Aspiring photographer Toshiro Mifune reluctantly attended an audition at Japan’s premier film studio, Toho Productions. Asked to portray a man in a violent rage, young Toshiro flung himself around the room, rolling on the floor, growling uncontrollably. The other young actors were astonished by the unnervingly realistic exhibition, but he lost the audition. He did, however, impress director Akira Kurosawa, who noted, “I am a person rarely impressed by actors, but in the case of Toshiro Mifune, I was completely overwhelmed.” Kurosawa had found his muse and the pair went on to make 16 films together over the next several decades. Their most famous film being The Seven Samurai, remade in America as The Magnificent Seven. Kurosawa also directed Toshiro in The Hidden Fortress, which producer-director George Lucas used as the loose basis for his film Star Wars: A New Hope.

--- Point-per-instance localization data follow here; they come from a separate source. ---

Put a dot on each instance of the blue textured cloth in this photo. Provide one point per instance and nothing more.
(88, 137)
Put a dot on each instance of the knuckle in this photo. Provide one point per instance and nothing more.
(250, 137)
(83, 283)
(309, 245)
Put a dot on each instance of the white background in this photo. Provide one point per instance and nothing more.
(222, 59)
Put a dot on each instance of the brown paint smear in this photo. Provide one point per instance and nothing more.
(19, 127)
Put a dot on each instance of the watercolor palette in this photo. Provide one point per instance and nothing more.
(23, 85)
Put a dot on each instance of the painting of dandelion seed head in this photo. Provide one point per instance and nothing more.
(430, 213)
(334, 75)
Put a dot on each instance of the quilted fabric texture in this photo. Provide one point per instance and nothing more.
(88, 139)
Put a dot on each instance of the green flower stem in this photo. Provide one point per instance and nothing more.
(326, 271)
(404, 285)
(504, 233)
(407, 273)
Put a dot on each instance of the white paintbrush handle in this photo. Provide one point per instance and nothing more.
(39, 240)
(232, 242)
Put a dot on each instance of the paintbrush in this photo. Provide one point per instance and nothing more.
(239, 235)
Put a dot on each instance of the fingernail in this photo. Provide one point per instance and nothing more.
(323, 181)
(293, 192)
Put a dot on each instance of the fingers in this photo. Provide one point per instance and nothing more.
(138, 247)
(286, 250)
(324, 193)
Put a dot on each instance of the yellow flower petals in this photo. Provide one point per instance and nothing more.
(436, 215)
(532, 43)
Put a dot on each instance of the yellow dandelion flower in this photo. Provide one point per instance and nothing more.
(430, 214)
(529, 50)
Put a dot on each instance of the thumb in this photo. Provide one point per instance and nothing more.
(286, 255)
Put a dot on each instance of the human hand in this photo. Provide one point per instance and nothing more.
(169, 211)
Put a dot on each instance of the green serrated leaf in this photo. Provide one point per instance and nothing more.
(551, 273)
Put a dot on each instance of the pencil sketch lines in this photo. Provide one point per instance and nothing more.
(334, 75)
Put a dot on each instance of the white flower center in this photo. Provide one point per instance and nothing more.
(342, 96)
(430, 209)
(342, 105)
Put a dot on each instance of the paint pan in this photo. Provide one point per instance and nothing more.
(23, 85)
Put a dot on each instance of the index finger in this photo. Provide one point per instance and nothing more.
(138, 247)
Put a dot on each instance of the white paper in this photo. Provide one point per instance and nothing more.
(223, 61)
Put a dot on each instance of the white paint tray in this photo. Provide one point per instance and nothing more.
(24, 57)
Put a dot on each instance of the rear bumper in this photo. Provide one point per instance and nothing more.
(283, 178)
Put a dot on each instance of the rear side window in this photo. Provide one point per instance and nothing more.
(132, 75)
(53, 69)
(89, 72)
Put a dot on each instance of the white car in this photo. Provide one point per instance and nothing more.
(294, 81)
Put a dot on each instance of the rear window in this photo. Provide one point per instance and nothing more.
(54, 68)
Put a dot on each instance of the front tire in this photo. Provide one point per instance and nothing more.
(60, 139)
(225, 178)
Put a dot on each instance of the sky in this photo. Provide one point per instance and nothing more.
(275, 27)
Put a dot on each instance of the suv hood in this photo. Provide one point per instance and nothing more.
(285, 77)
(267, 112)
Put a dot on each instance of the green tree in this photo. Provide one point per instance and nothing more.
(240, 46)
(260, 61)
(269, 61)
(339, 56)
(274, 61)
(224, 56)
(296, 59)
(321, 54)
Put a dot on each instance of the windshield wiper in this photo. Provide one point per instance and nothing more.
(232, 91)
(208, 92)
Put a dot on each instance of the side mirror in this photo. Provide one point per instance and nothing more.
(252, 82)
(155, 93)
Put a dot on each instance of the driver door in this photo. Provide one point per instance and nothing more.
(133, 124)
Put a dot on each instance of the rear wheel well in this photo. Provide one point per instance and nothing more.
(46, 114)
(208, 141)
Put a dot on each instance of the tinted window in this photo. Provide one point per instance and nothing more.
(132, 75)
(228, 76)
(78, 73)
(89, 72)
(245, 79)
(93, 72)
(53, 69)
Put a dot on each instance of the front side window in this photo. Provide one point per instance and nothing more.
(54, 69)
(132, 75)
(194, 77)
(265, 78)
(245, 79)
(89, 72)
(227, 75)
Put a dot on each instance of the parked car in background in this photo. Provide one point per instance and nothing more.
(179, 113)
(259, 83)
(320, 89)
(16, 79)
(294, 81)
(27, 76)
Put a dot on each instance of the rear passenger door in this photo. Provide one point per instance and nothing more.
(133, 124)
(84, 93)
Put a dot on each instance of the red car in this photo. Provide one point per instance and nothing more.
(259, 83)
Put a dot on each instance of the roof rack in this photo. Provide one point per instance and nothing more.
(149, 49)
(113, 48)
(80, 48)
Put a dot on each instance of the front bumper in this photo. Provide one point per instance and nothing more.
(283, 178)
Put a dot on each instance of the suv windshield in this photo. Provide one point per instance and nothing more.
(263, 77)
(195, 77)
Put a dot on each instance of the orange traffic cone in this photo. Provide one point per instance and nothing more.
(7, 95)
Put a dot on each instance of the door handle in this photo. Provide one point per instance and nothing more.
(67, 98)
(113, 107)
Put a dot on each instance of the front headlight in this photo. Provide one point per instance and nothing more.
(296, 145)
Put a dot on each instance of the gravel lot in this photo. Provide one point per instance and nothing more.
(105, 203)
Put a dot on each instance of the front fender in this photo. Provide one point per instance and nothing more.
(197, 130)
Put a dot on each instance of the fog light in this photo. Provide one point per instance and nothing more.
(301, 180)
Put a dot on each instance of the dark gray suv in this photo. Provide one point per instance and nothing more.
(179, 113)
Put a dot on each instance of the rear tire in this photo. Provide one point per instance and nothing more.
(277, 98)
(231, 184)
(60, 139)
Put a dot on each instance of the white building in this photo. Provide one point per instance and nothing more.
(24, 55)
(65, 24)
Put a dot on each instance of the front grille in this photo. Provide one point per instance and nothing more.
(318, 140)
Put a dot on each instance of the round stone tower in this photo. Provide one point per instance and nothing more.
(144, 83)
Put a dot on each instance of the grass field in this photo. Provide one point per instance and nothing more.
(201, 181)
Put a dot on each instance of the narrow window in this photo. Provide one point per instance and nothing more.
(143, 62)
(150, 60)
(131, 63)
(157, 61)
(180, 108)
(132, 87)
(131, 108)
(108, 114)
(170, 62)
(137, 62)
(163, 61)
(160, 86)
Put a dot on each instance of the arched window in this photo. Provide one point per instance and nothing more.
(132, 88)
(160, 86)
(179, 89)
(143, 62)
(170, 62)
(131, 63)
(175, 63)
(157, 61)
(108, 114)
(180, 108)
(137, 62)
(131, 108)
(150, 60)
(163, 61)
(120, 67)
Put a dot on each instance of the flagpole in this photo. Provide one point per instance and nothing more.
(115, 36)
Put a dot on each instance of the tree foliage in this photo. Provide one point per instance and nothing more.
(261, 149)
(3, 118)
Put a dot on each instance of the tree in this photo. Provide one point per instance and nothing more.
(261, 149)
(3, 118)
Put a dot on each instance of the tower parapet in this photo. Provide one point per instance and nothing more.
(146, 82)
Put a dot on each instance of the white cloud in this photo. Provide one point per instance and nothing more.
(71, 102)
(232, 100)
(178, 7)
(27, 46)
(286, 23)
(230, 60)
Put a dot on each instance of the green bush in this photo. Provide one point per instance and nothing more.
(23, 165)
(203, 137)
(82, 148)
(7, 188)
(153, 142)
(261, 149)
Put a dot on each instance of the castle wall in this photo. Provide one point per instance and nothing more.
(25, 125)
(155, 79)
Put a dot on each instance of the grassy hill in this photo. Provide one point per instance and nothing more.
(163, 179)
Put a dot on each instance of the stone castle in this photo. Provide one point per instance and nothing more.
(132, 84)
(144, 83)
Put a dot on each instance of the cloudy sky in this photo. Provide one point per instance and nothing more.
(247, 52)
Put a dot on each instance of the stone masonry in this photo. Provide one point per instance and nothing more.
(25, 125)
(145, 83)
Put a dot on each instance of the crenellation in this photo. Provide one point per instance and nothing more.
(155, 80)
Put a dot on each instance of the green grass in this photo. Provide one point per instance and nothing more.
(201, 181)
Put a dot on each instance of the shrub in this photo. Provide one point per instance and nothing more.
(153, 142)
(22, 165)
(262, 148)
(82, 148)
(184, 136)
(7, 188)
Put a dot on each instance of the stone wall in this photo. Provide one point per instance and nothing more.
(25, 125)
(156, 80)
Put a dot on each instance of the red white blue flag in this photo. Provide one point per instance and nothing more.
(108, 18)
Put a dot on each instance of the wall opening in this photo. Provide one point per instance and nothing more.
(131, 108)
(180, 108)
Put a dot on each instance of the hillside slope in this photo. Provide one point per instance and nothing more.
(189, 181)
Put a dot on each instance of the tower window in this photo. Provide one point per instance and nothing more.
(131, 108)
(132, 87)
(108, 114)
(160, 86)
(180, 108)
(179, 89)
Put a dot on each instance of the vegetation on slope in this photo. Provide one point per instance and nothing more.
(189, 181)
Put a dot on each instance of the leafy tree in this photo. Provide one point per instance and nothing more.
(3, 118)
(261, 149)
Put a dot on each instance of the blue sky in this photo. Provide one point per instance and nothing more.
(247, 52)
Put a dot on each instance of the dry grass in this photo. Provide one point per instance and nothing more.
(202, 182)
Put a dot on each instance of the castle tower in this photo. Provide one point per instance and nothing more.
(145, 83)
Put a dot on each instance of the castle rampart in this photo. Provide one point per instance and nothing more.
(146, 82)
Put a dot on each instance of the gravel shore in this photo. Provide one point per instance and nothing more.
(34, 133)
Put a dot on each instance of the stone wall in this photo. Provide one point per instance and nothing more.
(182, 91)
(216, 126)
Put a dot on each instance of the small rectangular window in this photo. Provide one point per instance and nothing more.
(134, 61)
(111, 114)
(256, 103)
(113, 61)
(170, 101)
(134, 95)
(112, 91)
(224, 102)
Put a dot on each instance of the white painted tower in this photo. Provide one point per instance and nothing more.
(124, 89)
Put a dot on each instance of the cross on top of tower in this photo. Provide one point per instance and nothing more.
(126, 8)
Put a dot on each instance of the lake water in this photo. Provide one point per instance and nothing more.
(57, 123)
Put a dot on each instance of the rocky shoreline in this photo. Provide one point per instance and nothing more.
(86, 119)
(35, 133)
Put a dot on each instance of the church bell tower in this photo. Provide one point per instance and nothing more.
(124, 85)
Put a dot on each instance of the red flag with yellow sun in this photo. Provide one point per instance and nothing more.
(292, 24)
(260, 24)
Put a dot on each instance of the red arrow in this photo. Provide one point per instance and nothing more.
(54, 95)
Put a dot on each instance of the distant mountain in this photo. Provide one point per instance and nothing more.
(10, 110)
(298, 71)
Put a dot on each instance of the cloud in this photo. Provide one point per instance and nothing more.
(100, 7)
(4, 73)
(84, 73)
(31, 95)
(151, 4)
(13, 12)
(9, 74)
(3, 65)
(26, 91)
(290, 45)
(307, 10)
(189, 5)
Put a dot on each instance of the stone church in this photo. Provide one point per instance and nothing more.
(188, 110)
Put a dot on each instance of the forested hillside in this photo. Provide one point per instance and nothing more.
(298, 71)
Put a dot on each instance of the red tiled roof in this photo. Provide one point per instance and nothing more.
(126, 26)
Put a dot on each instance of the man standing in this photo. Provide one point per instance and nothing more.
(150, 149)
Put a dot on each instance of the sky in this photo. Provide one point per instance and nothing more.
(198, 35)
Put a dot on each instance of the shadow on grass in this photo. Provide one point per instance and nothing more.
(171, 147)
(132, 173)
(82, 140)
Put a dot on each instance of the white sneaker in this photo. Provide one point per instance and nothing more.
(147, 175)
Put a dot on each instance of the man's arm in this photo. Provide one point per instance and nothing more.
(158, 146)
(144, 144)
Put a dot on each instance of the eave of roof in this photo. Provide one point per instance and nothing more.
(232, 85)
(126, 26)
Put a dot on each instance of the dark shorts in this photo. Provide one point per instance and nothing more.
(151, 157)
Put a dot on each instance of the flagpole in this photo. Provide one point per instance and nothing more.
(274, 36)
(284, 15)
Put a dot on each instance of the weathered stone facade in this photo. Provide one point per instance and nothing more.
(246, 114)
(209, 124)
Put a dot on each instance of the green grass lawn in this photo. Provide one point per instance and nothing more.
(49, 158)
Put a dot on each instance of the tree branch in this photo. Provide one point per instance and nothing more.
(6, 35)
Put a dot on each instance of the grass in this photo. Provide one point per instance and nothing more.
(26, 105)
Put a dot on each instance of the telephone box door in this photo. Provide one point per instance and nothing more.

Toshiro’s versatility, discipline and acting ability led him to become the most popular and respected actor in Japan. His collaboration with Kurosawa was compared to the team of John Ford and John Wayne of Western cinema. While he appeared in several American films, he was never able to master English and all of his dialogue in Hollywood productions was dubbed.

In the early 70s, George Lucas approached Toshiro, offering the role of Obi-Wan Kenobi. Toshiro, wary of the cheap look of American science-fiction films, turned the role down. A persistent Lucas then offered him the role of Darth Vader, explaining that his face would be hidden under the now-famous helmet. Toshiro stood firm and dismissed that role as well. Toshiro never regretted his decision.

After a long and illustrious career filled with awards and accolades including an Emmy nomination and a star on the Hollywood Walk of Fame, Toshiro Mifune passed away in 1997 at the age of 77.



DCS: mae clarke

all the way mae

Philadelphia native Virginia Klotz moved to New York City to pursue her dream of acting. She got work as a dancer while she was the room mate of future Hollywood siren Barbara Stanwyck. Virginia, now using the stage name “Mae Clarke,” signed on with Universal Pictures and was immediately cast in some big films, all in 1931. She was featured in the first filmed version of The Front Page, a story that would be remade for decades to come. She costarred in Frankenstein, Universal’s first foray into the lucrative horror genre. Mae played Dr. Frankenstein’s fiancee Elizabeth, who is terrorized by the monster on her wedding day. Later in the year, she played the memorable, though uncredited, role of Kitty, James Cagney’s girlfriend in The Public Enemy, in which she famously receives a grapefruit half to the face at the hand of Cagney. In the film, Cagney promptly dumps Mae in favor of Jean Harlow. The Public Enemy was so popular, it ran 24 hours a day in a Times Square theater. Mae’s ex-husband had the grapefruit scene timed so perfectly that he would frequently buy a ticket, enter the theater to again enjoy that sequence, then immediately leave the theater.

Although she continued to get work, Mae was no longer considered a leading lady by the mid-1930s. She was relegated to small roles in films through the rest of her career. She managed to get a starring role in the late 40s, although it was a low-budget 12-chapter science-fiction serial for Republic Pictures. Later, Mae found work on television in shows like Perry Mason, Batman and General Hospital.

Mae was married three times. Her first husband was Lew Brice, brother of comedienne Fanny.

In her later years, Mae was known to attend horror film conventions, where she enjoyed meeting Frankenstein fans. She passed away in 1992 at the age of 81.